In the US, cemeteries occupy about one million acres of land. Besides, each year, there are over 3,000 liters of formaldehyde buried with embalmed bodies into the ground. While over half of the people in the country choose flame cremation, this method is not better for the environment. Every year, cremations in the US release as much CO2 as 70,000 cars.
In the past few years, several funeral directors have made more investments into replacing flame cremations and traditional burials with more environment-friendly alternatives. One of the used methods is Alkaline Hydrolysis, also called water cremation.

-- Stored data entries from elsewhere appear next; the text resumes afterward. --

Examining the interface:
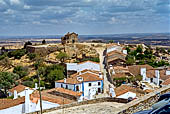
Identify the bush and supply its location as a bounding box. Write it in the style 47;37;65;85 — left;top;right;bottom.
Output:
8;49;26;59
22;81;34;88
28;53;36;60
13;66;29;78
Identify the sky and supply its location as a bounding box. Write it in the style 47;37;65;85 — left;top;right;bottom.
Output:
0;0;170;36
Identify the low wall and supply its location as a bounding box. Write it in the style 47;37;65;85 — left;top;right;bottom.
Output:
116;85;170;114
28;97;128;114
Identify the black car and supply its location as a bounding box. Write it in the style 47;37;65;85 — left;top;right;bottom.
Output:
158;93;170;102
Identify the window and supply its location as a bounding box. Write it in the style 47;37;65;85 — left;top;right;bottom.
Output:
66;85;68;89
98;82;101;86
61;84;63;88
98;88;101;93
76;86;79;91
88;83;92;87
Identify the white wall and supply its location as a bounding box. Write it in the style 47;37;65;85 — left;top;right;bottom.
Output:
83;81;103;99
0;104;24;114
117;92;136;99
141;68;146;81
107;46;122;53
77;61;100;72
18;89;34;97
166;70;170;75
55;83;75;91
67;63;77;71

India has kept the tradition of water cremations for generations, which is applied for all Hindus except for saints, children, and babies. In this traditional funeral, after conventional steps like preparing the body and visitation before the funeral, the cremation rituals take place on the Gangers River. The boy is placed on a pyre built by the family, circled three times by the karta. The karta also sprinkles holy water on the pyre, then it's set on fire and people attending the funeral will stay at the funeral until the body is entirely burned.

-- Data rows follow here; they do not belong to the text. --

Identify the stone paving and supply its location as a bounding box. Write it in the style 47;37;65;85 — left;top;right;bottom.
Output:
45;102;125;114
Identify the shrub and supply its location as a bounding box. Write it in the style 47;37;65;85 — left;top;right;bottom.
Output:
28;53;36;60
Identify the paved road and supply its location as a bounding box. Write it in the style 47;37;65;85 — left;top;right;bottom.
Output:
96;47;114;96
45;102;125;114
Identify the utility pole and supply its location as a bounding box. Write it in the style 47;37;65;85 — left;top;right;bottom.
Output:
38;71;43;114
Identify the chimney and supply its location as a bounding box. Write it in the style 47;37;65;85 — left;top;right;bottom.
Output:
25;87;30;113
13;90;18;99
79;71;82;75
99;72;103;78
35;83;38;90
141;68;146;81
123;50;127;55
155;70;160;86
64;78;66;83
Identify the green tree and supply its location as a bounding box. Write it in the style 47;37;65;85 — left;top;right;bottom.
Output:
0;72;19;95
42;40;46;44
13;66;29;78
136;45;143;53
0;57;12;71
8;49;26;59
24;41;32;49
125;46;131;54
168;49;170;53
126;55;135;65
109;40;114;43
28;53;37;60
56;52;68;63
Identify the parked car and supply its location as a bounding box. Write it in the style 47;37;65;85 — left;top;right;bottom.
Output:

However, the Alkaline Hydrolysis process is much different. The Alkaline Hydrolysis involves placing the body inside a vessel and submerging it in water, which gets heated up to around 151 degrees Celsius, using potassium hydroxide as a base. The liquid remains are disposed to the water waste system.
Funeral company owner Ed Gazvoda has spent the last ten years improving this process. He was not satisfied with just flushing the liquid remains of the body down the sewer. So he came up with version 2.0 for Alkaline Hydrolysis 2.0, the upgraded process that preserves the liquid remains. He wants to donate the remains to tree nurseries and farmers so they can use it as fertilizer.
Gazvoda said:
“The alternative is we would either waste the human just by burying them and taking up land or we'd have to have their particles go up in the air.”
“It'll be huge from the earth's standpoint, putting organic matter back into the earth. If you consider even just a few hundred million people did it. Thirty gallons. That's a lot of nutrients going back into the earth.”